Despite the pioneering work these activists achieved in developing anarchist political thought in the Arabic speaking countries, historians have not paid the necessary attention to this ideological and social phenomenon. An overview of anti-authoritarian literature and anarchist thought in the South of the Mediterranean shows the lack of studies that analyze and reconstruct these narratives, but moreover, the reluctance of many European activists to name them as such.
Where is it possible to find the traces of this history? How can we reconstruct the history of the anti-authoritarian experiences and cultural expressions in the South of the Mediterranean? How have these anarchisms been formulated? What characteristics do they share with other libertarian experiences? Why are there hardly any studies on anarchism in non-Western contexts and, specifically, in Arab-speaking contexts, despite their trans-Mediterranean connections? Does this historiographical gap respond to exclusive historical factors?
I ask these and other questions in this book. Its aspiration is twofold: to critically review the anti-authoritarian geographies in the South of the Mediterranean, from Morocco to Palestine and to rethink the postcolonial condition of emancipatory projects such as anarchism, which is still often enunciated from a white-privilege hetero-normative epistemic position that reproduces colonial power relations. This brings us to the book’s main imperative: decolonizing anarchism.

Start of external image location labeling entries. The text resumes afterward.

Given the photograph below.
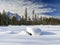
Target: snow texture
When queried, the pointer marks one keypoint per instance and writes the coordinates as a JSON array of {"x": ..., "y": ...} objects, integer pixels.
[{"x": 41, "y": 35}]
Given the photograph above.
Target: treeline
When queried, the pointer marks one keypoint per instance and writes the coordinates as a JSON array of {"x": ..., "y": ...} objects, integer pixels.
[{"x": 25, "y": 20}]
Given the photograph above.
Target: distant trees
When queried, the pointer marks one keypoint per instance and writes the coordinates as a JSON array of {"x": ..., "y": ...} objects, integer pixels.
[{"x": 27, "y": 20}]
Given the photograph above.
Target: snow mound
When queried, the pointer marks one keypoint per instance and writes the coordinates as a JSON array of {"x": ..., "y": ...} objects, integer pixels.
[
  {"x": 23, "y": 33},
  {"x": 4, "y": 32},
  {"x": 33, "y": 31}
]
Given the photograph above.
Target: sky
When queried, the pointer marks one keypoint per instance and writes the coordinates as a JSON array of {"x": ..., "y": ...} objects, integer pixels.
[{"x": 41, "y": 7}]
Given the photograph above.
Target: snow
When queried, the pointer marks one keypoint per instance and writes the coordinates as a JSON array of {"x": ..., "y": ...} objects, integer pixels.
[
  {"x": 17, "y": 35},
  {"x": 33, "y": 31}
]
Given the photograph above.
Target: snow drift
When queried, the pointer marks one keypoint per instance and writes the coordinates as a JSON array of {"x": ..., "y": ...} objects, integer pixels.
[{"x": 33, "y": 31}]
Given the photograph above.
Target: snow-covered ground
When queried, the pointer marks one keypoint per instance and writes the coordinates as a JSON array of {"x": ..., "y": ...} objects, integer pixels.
[{"x": 17, "y": 35}]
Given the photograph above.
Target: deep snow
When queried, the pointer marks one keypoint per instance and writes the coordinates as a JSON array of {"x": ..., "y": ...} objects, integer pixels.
[{"x": 17, "y": 35}]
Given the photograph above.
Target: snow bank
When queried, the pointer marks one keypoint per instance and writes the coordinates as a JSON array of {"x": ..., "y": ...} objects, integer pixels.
[
  {"x": 23, "y": 33},
  {"x": 33, "y": 31}
]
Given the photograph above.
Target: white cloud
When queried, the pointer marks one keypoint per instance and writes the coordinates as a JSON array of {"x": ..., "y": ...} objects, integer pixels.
[{"x": 18, "y": 6}]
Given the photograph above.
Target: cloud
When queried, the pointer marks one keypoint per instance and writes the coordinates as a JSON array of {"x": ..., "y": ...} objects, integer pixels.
[{"x": 18, "y": 6}]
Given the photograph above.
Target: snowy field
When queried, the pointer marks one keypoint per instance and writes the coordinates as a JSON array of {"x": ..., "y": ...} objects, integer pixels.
[{"x": 17, "y": 35}]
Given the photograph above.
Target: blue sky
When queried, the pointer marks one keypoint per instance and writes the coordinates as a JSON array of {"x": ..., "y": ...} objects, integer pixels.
[{"x": 41, "y": 7}]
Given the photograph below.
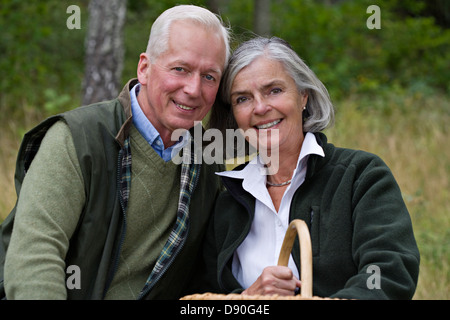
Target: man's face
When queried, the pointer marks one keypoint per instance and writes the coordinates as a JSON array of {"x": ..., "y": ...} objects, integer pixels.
[{"x": 180, "y": 86}]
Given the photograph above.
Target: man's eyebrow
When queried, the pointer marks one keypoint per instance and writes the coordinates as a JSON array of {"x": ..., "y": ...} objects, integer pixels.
[{"x": 186, "y": 64}]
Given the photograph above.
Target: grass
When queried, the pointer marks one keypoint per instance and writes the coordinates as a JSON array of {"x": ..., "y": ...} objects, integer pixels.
[{"x": 408, "y": 131}]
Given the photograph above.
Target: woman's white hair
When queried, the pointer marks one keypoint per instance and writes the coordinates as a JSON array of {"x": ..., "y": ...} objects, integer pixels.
[
  {"x": 159, "y": 34},
  {"x": 319, "y": 113}
]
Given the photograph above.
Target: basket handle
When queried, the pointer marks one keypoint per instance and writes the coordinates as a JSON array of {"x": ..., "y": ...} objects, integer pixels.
[{"x": 305, "y": 253}]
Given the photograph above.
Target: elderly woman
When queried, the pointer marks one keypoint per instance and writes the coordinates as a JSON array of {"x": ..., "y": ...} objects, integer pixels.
[{"x": 359, "y": 225}]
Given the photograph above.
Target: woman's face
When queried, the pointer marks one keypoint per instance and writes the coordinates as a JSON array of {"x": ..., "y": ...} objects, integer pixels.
[{"x": 264, "y": 97}]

The unfinished decolonization of anarchism has led the anarchist canon to ignore non-Western anti-authoritarian and anarchist narratives, which are not always and not only enunciated as a self-declared ideology. Hence, the libertarian, anti-authoritarian and decentralized emancipation projects that arise in the Arab societies of the South of the Mediterranean have not been integrated into most histories of anarchism, despite sharing many similarities with the European political philosophy. The anti-authoritarian experiences presented in the book, that range from 1860 to 2019 are multiple, diverse in form and content and glocal, that is, they are at the same time global and local. All of them emphasize form as political praxis and in many cases have been and are the alternative to Marxism, and they are built in rhizomatic networks. These projects become political proposals to rethink the main thesis of the book: Anarchism is still pertinent but it needs to be decolonized.